L’Union européenne connaît actuellement une profonde transformation. D’une part, les données récentes de l’Eurobaromètre montrent que les citoyens soutiennent de plus en plus l’idée d’une Union plus large et plus solidaire, 56 % des Européens étant favorables à l’élargissement à de nouveaux pays. D’autre part, les enquêtes BiDimedia montrent que la carte politique du continent se déplace considérablement vers la droite, avec des gains significatifs des forces conservatrices, libérales-conservatrices et nationalistes dans presque tous les États membres. L’interaction entre ces deux dynamiques – expansion institutionnelle et mutation idéologique – est l’un des principaux domaines du débat politique en Europe aujourd’hui. En particulier, il est intéressant d’examiner comment l’élargissement pourrait renforcer le camp conservateur au sein des institutions européennes, en modifiant l’équilibre interne et la manière même dont l’identité de l’Union est définie.
LE CONSENSUS DES CITOYENS ET LE NOUVEL ÉLAN POUR L’ÉLARGISSEMENT
Les enquêtes Eurobaromètre révèlent que, suite à la guerre en Ukraine et à la perception croissante des menaces extérieures, l’opinion publique européenne a redécouvert l’importance d’une Union plus large et plus cohésive.
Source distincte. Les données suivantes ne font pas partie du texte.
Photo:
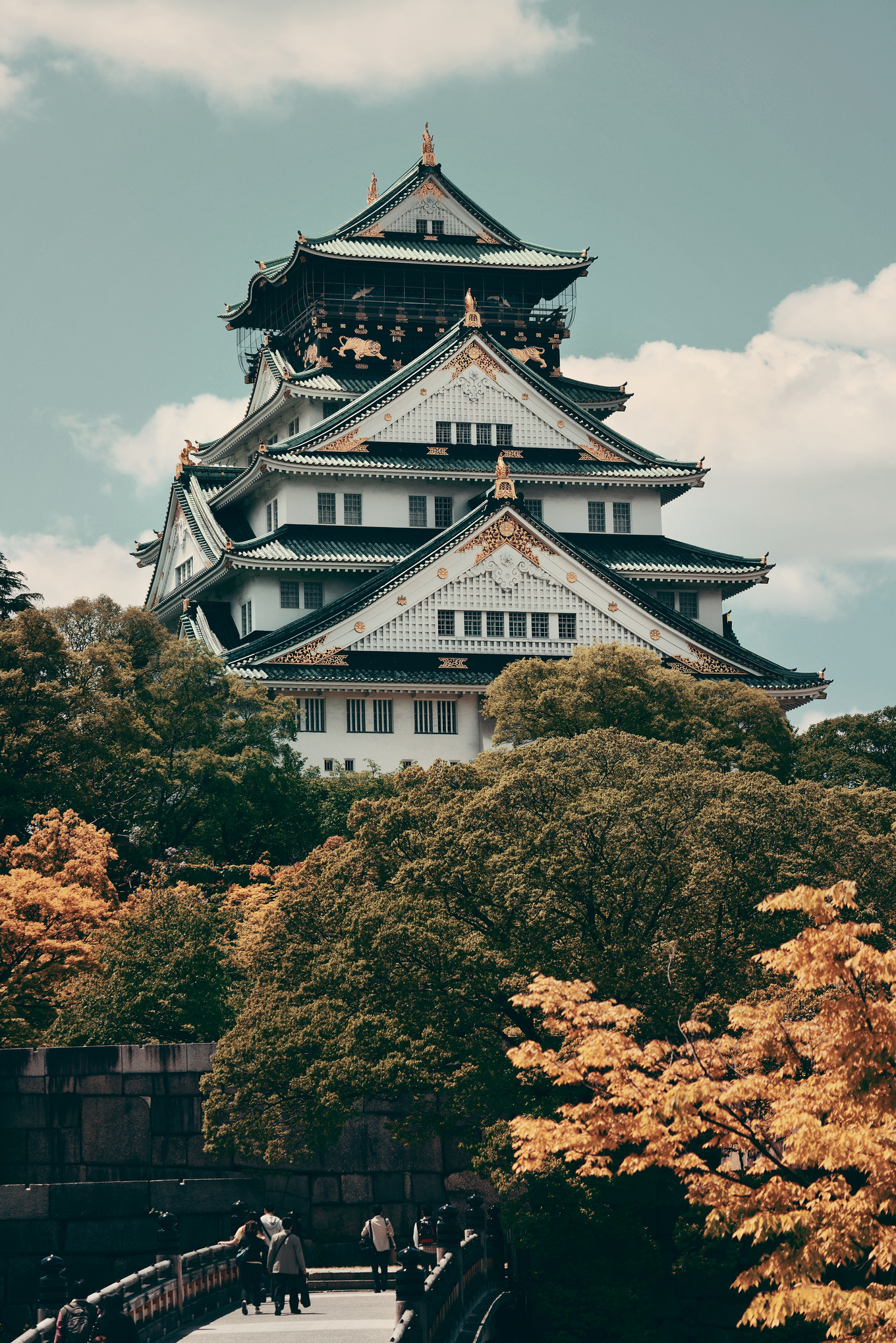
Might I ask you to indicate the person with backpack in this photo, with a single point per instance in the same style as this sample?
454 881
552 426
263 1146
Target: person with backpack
287 1268
379 1239
76 1321
425 1230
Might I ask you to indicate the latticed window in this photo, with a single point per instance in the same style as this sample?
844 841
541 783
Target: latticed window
621 517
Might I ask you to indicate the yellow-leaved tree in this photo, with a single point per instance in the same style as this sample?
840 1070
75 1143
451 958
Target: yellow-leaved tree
783 1127
54 892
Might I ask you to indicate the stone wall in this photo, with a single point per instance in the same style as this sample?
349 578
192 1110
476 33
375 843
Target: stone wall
92 1139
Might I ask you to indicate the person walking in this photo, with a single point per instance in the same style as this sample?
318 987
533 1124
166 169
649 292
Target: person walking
287 1268
76 1321
379 1232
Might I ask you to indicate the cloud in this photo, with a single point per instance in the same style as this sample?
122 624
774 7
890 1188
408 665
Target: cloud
800 434
151 454
218 46
62 569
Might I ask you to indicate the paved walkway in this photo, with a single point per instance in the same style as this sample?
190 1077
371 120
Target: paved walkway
333 1318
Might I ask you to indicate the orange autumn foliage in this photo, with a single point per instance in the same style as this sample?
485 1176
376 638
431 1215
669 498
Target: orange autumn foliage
54 892
783 1127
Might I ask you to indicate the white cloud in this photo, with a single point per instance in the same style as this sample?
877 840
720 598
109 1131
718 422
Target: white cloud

Le pourcentage de citoyens favorables à l’élargissement s’élève à 56 %, avec des niveaux très élevés en Europe du Nord – Suède (79 %), Danemark (75 %) et Lituanie (74 %) – et des niveaux plus faibles dans des pays comme l’Autriche et la France, où le scepticisme reste fort. Le chiffre le plus significatif concerne toutefois les jeunes, qui sont les partisans les plus enthousiastes d’une Europe plus inclusive : 67 % des 15-24 ans et 63 % des 25-39 ans. Parallèlement, l’enquête montre que les citoyens associent l’élargissement non seulement à un renforcement du poids géopolitique de l’UE (37 %), mais aussi à une amélioration du marché intérieur et à une plus grande solidarité entre les États membres. Toutefois, des inquiétudes subsistent : les craintes d’une augmentation des coûts pour les contribuables, de flux migratoires incontrôlés et de corruption accompagnent les perceptions positives, brossant un tableau ambivalent dans lequel l’aspiration à l’unité coexiste avec la prudence économique et sociale.
L’ECONOMIE SOCIALE COMME OUTIL DE COHESION EUROPEENNE
Un autre aspect crucial mis en lumière par l’Eurobaromètre concerne l’économie sociale, qui est considérée par les trois quarts des citoyens européens comme un pilier du bien-être collectif. La grande majorité des personnes interrogées réclament un soutien accru aux organisations du troisième secteur par le biais d’incitations financières et de campagnes de sensibilisation, reconnaissant qu’elles constituent un élément d’identité et de cohésion pour la société européenne. En Italie, par exemple, plus de 80 % de la population considère que l’économie sociale est essentielle à la qualité de vie et à la solidarité, et plus de la moitié déclare avoir participé à des activités bénévoles ou à des dons. Cette orientation reflète une vision de l’Europe qui ne se limite pas à la sphère économique ou bureaucratique, mais qui repose sur des valeurs partagées d’inclusion, de mutualité et de responsabilité sociale. L’intérêt des citoyens pour une économie plus éthique et participative recoupe de manière intéressante la demande croissante de stabilité et de sécurité, deux principes que les partis conservateurs ont su réinterpréter et promouvoir dans leur discours politique. La convergence entre un élargissement fondé sur la solidarité et une vision conservatrice axée sur la défense des valeurs et des identités nationales offre à la fois une plate-forme de dialogue et, en même temps, une tension idéologique.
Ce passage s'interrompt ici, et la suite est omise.